Data management and biostatistics are the functions that determine whether the data generated by your study can withstand regulatory scrutiny. A database that has been cleaned inconsistently, a statistical analysis plan that was not followed, a dataset that does not map cleanly to CDISC SDTM or ADaM standards – these are not minor technical issues. They are the types of problems that generate regulatory questions, delay submissions, and in some cases require additional studies.
For sponsors in Phase II or Phase III development, data management and biostatistics are not back-office support functions. They are the functions that produce the submission package. Their quality determines the speed and outcome of regulatory review.
At APICES, data management and biostatistics are fully in-house. The biostatistician who designs the statistical analysis plan is the same person who supervises analysis execution and defends the outputs in the clinical study report. There are no handoffs between internal and external teams, and no situations where delivery context exists in one team and technical expertise exists in another.

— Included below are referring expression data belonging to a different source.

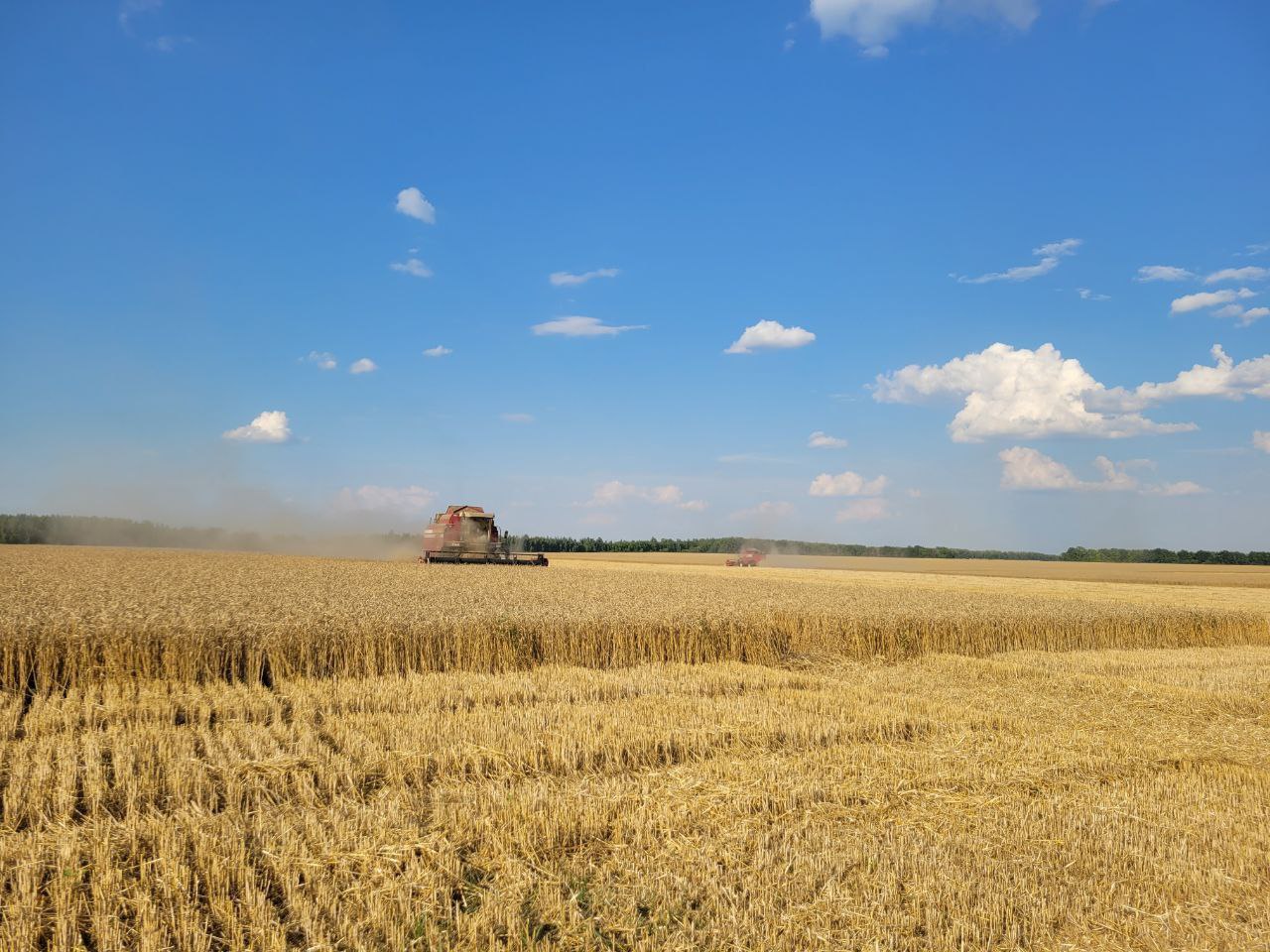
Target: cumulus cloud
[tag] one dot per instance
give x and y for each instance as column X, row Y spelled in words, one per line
column 324, row 361
column 1207, row 298
column 1016, row 393
column 766, row 509
column 270, row 426
column 616, row 493
column 1026, row 468
column 1250, row 315
column 846, row 484
column 413, row 267
column 1049, row 257
column 770, row 335
column 1250, row 273
column 1224, row 379
column 578, row 326
column 1058, row 249
column 874, row 23
column 864, row 511
column 412, row 203
column 824, row 440
column 1162, row 272
column 568, row 280
column 411, row 500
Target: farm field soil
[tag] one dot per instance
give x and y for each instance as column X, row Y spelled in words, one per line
column 622, row 757
column 1218, row 575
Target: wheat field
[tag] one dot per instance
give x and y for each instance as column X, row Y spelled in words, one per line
column 232, row 752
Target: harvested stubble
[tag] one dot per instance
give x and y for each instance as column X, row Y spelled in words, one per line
column 76, row 616
column 1040, row 801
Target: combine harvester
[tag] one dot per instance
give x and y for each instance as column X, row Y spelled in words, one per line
column 467, row 535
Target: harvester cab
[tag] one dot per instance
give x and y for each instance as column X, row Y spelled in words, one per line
column 747, row 558
column 466, row 534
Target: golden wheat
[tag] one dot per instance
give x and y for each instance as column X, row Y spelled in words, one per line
column 858, row 788
column 77, row 616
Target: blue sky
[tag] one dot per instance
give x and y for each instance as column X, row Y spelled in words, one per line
column 194, row 198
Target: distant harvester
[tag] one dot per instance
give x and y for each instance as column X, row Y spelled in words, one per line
column 467, row 535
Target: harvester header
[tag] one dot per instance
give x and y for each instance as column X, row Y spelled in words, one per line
column 466, row 534
column 747, row 558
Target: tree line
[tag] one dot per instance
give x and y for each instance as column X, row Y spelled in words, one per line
column 733, row 543
column 1180, row 556
column 100, row 531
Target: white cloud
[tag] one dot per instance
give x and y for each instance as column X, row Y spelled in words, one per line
column 1030, row 468
column 1207, row 298
column 270, row 426
column 1049, row 257
column 413, row 267
column 1016, row 393
column 824, row 440
column 1162, row 272
column 412, row 202
column 864, row 511
column 578, row 326
column 1225, row 379
column 1058, row 249
column 770, row 335
column 616, row 493
column 1023, row 272
column 1026, row 468
column 846, row 484
column 766, row 509
column 412, row 500
column 873, row 23
column 324, row 361
column 567, row 280
column 1250, row 273
column 1246, row 316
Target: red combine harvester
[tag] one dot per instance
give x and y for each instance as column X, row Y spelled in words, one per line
column 747, row 558
column 466, row 534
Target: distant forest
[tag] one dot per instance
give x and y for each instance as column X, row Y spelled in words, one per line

Data Management for Interventional Clinical Trials
APICES provides data management for Phase I through Phase III interventional studies, including first-in-human studies, proof-of-concept trials, pivotal efficacy studies, and post-approval studies. EDC platforms supported include Veeva Vault CDMS, Medidata Rave, Castor EDC, OpenClinica, and REDCap.
Database design, edit check programming, and external data integration (ePRO, laboratory, imaging, wearable data) are performed to ICH E6(R3) standards, with full audit trail documentation. Data review is continuous throughout the study, not limited to a pre-database lock review cycle.
SDTM conversion, ADaM dataset derivation, define.xml preparation, and the Reviewer's Guide are standard outputs of the APICES data management process for regulatory submissions. These have been delivered to EMA, FDA, MHRA, and PMDA.
Biostatistics for Clinical Development
Statistical analysis at APICES is led by a senior biostatistician who is assigned to the study at the analysis planning stage and stays engaged through CSR sign-off. Study timelines do not involve reassigning statistical work to a junior analyst at the execution stage.
- Sample size calculation and power analysis for study design
- Statistical Analysis Plan (SAP) preparation, including primary, secondary, and sensitivity analyses
- Interim analysis statistical plans and adaptive design SAPs
- DSMB/DMC statistical support: blinded and unblinded data package preparation
- Final statistical analysis execution, including primary efficacy and safety analyses
- CDISC-compliant ADaM dataset derivation
- Statistical sections of the Clinical Study Report
CDISC Compliance and Regulatory-Grade Output
Regulatory submissions to EMA and FDA increasingly require CDISC-compliant SDTM and ADaM datasets as a condition of submission acceptance. APICES prepares these datasets as a standard deliverable, not as an optional add-on. The define.xml and Reviewer's Guide required for FDA eSubmission are produced alongside the datasets, ensuring that the submission package is complete at database lock.
An incomplete CDISC package at the point of NDA or MAA filing extends the review timeline and may result in a Refuse to File or Validation Letter. Having the CDISC package prepared by the same team that designed and executed the study eliminates the most common source of submission-time inconsistencies.
What You Can Expect
- In-house data management and biostatistics with no outsourcing of core analytical work
- Support across Veeva Vault CDMS, Medidata Rave, Castor EDC, OpenClinica, and REDCap
- Regulatory-grade SDTM, ADaM, define.xml, and Reviewer's Guide as standard submission outputs
- Continuous data review integrated with clinical monitoring throughout study conduct
- Senior biostatistician engagement from SAP through CSR
- Adaptive design and DSMB/DMC support for complex oncology and rare disease programmes
Frequently Asked Questions
Which EDC systems does APICES support?
Veeva Vault CDMS, Medidata Rave, Castor EDC, OpenClinica, and REDCap. We can build a study from scratch or take over an existing build.
Can you do interim analyses and adaptive design support?
Yes. We provide DSMB/DMC support, interim analysis statistical plans, and adaptive design SAPs for oncology and rare-disease trials.
How do you handle SDTM, ADaM, and define.xml for regulatory submission?
Standard SDTM and ADaM datasets, define.xml, and Reviewer's Guide are part of our regulatory-grade output. We have submitted to FDA, EMA, MHRA, and PMDA.
Do you handle real-world-data analytics?
Yes. We support claims, EHR, and registry-based analyses with appropriate statistical methods (propensity score, ITC, target trial emulation) under ENCePP and ISPE guidance.
Who is the lead biostatistician on a study?
A senior biostatistician owns the SAP and stays engaged through to CSR sign-off – they are not a name on a bid replaced by a junior in delivery.